Monday, 8 August 2011

Why the Army is Wrong for London.

I tweeted the following tonight:

Disappointed by how many of my fellow Liberal Democrats are calling for the Army and water cannon. Property can be replaced: lives cannot.

It got a fair amount of reaction(!). So here are my reasons in a fuller form:

The army is not the police. They are trained to kill and not to use non-fatal force with due restraint.

The vast majority of the rioting is criminal and not political but there are political elements who would delight to see blood flowing in the streets of London due to the over-reaction of the State. They should not be given another Peterloo or Bloody Sunday.

The army on the streets of Northern
Ireland did not deter rioting nor succeed in keeping the peace.

The deployment of the army would increase the the chance of deaths and not decrease it.

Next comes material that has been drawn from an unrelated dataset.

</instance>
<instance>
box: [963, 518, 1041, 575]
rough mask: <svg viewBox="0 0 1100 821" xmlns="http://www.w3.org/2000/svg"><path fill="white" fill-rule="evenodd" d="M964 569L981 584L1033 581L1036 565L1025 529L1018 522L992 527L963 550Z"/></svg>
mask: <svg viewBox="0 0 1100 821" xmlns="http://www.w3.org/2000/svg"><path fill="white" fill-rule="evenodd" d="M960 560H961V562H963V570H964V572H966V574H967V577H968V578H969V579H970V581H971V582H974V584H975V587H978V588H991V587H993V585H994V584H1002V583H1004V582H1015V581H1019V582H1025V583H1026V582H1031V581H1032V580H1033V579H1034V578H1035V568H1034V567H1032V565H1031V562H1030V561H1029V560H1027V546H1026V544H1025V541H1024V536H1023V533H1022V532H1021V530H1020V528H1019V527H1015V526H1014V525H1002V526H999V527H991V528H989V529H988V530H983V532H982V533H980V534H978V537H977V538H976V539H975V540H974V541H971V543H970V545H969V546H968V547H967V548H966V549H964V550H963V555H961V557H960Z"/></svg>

Mobilise the police on a national basis to ensure that the Met has the manpower and resources necessary to regain control of the capital.


Jonathan Davies said...

Thanks Martin. I do agree with your reservations but I'm sure a lot of this would instantly defuse as soon as a few soldiers could be seen. You just need a stronger presence than the police who are completely outnumbered.

The police are also outwitted by the speed of communications. Can you not shutdown mobile networks in troubled areas to prevent regrouping and moving on?

Disturbing to see this spreading to other cities such as Birmingham and Liverpool. If this were to keep spreading you would have to bring in the military purely because the UK's police forces would be unable to cope.

I fear our continued obcession with political correctness and unwillingness to punish is now coming home to roost.

I also fear that this will strenghten undesirable elements such the BNP who have been worryingly silent thus far.

Other suggestions made on Twitter have been for water cannon. Not injury making forces of water but water containing pink dye which would help identify those rioting for days. If nothing else, it would keep them indoors out of embarrasment!

Sorry this was so long and thanks for reading.

Martin Veart said...

Thank you for taking the time to put your points. I understand them but have to disagree the you think I am being politically correct. Far from it. I do not object to stronger policing for example. However, people forget that this nation endured 18 months of miners' strikes in the 1980s without having to deploy the army. And that situation was far more serious.

I do call for the national mobilisation of the police. They have the training. If it helped, yes shut down the mobile network too in London.

David said...

Martin, I am a serving British Army Officer and I returned home from Afghanistan on Thursday. I was born in London and grew up in Brixton and so I feel fairly well qualified to comment on the issues you raise.

Firstly, the issue of whether to deploy the Army may become moot if the Met Police become so exhausted that they are no longer able to protect the public. In such a situation the Govt would have very limited options; call in officers from other forces or use the Army in its Military Assistance to the Civil Power role (MACP). The first option already appears to have been tried with little result.

While the Army, would be a last resort, please bear in mind that this is not the same Army which intervened in NI in 1969. It is far better trained in crowd control and the use of non-lethal force than it was then and is used to working under extremely restrictive 'Rules of Engagement'. The debate that should be taking place now is what courses of action are open and under what circumstances and under what conditions should those contingencies be activated. Rest assured that the Army would stop this trouble. The 'how' is for the Govt to decide.

May I also take this opportunity to make 2 other points. Firstly, the Army's intervention in NI in 1969 did put an end to the widespread sectarian rioting that was taking place. What took place afterwards (the 'Troubles') had its roots in Irish history and politics.

Secondly, to compare the striking miners with the feral hooligan's on the rampage in London is an insult to the miners. You may not have agreed with the strike at the time but they were acting to defend their families and industry in the only way they knew. They were not an ill-disciplined mob bent on destruction and violence for gratuitous ends.

Martin Veart said...

David, I thank you for your comments. If I may address the last first, I mentioned the miners in term of scale and duration of the civil unrest; not as a comment upon the rights or wrongs of the cause.

I am reassured that you feel that the troops are capable, willing and more to the point, trained. It seems through that we can both agree that the military are the last resort only after the failure of police strategy in controlling the situation.

As for your points upon Ireland, I am aware that the disorder had a far greater political motivation supporting it. The past three nights in London have been overwhelmingly criminal in nature. That in itself should mean that the riots will be of far shorter duration. One reason though why the army should not be involved is to ensure that the riots remain in the criminal realm. However if the police do fail, then of course the army will have to deployed.

We will see what this evening brings. I hope and trust the police can handle the situation and you and troops are free to enjoy your leave in peace.